As we evolved, we started moving in one direction and collected all the main sensors at one of the ends (the end which got the most bumps), with the other four ends doing what the main-sensor end told them .. and so we developed arms and legs.

It is interesting to realise that every one of the 5 ends can "feel, hold and do things". The hands and feet feel, hold and do things with objects, and the mind feels (recognises, realises), holds (remembers), and does things with thoughts.

Inside our body, there are harder and softer parts, and sensitivity. I find the traditional ideas of earth, water and fire, a useful basic exercise to explore the inside shape and feel of the skin we are in. (Wind comes later with breathing.)

Firstly the five ends are earth, hard. The arms, legs and neck are softer with hard thin long things, covered with a sort of watery jello blubber. Then comes sheets of hardness: the hips, and the shoulders and rib cage; and then (very sensibly) the very softest area, protected in the middle.

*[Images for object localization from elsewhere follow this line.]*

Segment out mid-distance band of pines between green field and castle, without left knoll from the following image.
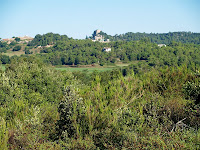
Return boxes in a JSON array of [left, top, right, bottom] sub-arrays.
[[36, 40, 200, 66]]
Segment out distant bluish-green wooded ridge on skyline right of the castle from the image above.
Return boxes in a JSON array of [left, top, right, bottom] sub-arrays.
[[100, 32, 200, 44]]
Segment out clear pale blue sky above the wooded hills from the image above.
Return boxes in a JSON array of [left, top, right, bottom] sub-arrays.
[[0, 0, 200, 39]]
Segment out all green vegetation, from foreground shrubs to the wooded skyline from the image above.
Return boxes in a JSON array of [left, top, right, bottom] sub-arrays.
[[0, 32, 200, 150]]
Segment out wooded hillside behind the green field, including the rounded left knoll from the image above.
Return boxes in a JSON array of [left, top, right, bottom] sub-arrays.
[[0, 33, 200, 66]]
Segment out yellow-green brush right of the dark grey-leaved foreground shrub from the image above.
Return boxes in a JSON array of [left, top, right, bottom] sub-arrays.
[[55, 67, 200, 149]]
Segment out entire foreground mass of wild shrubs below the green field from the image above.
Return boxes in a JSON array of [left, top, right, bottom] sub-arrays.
[[0, 52, 200, 149]]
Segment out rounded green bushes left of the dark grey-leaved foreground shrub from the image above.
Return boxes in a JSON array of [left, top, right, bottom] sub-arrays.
[[0, 58, 72, 149]]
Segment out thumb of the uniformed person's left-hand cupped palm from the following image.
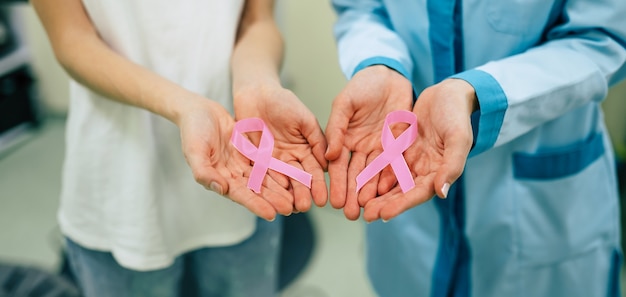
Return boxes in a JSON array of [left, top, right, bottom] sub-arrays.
[[325, 94, 354, 161]]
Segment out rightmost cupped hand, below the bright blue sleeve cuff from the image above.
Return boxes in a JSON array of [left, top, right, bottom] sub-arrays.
[[363, 79, 478, 221]]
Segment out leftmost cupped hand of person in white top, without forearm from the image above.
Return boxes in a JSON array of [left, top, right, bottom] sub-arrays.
[[176, 97, 293, 221]]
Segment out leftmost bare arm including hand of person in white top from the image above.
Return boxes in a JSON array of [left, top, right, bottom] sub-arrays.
[[31, 0, 293, 220]]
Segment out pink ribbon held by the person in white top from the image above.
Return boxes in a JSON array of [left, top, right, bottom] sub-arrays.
[[230, 118, 311, 193]]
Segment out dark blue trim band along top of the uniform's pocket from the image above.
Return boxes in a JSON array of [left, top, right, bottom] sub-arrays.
[[513, 133, 605, 180]]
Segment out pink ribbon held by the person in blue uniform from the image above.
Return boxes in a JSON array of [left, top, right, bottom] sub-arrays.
[[356, 110, 417, 193]]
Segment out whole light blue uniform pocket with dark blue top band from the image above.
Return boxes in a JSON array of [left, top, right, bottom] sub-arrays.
[[512, 133, 619, 267]]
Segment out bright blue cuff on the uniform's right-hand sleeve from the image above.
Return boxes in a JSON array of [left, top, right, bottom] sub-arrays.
[[451, 69, 508, 157]]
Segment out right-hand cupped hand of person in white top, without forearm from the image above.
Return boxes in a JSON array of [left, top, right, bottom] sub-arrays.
[[234, 83, 328, 212]]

And the whole thing feels warm, ... and where does it feel most warm? And how does your spine feel - does it feel hard? or soft? or warm? And it's not static, there's a lot of activity from chemical exchanges going on, a sense of excitement with different areas fermenting, bubbling and fizzing ... (the stomach digesting, the blood circulating and, i think it must be, the nervous system itself).

And there is a beating, and we know it comes from the heart, but i find it easy to feel as though the beating comes from the middle body and the belly. I'd love parents to ask their 2 to 10 yr. olds : "where do you feel the beating and where do you think it comes from?"

BREATHING
When i was young, i would lie on my back - be aware of my breathing, feel my whole body expanding and contracting - and feel at peace - and something more real and true than anything i was meant to be learning in school.

If i'd been asked, i'd have thought i breathed into and out of my belly, i don't know how i'd have explained the expansion and contraction, i never questioned it. When i was around 17 (after leaving school) i started reading. I discovered we have lungs pumped by a diaphragm.

The anatomical science is good to know, but we seem to have forgotten the subjective feeling which has been at the foundation of every warm-blooded animals self awareness, over at least 150 million years ... and i find the feeling of breathing into my whole body is a far more wholesome experience than the scientific truth.

After activity, when i'm out of breath, the air goes clearly to my chest and lungs, and it feels as though it passes through my neck. No animal or child could ever imagine the air goes first down the wind pipe and then back up into the lungs.

I'm speaking of a general need to be in touch with our feelings. Even if our feelings are irrational, to heal ourselves we must acknowledge them and work with them. It is scientifically irrational to believe i beathe into my belly and that the whole body expands and contracts. But that's how it feels.

I would love parents now to ask their two to ten-year-olds: "when you breathe, where does the breath go in your body?"

When i started reading, i also discovered Buddhism. Religious texts and commentaries interested and distracted me for many years. But at some stage i picked up the Buddhist idea of "conscious i breathe in, letting go i breathe out". I still find this a very useful meditation idea. There are various ways to combine the breathing with being conscious and letting go. And though it may seem ideal to be consiousness and let go at the same time, it is effective to separate the two steps.

But as my basic practice, i find nothing has the purity of my experience when young. To recap: if i ignore everything i ever learnt about it, the sensation when breathing is that my whole body is minutely expanding and contracting, getting bigger and getting smaller.

Recently, since experimenting with smells, i would describe the feeling as filling up and emptying out. 'Filling up and emptying out', 'Conscious and letting go', 'Getting bigger and smaller' : I find all of these good and simple ways to feel whole inside my body. There is no reason to decide which is best, they are all good at different times.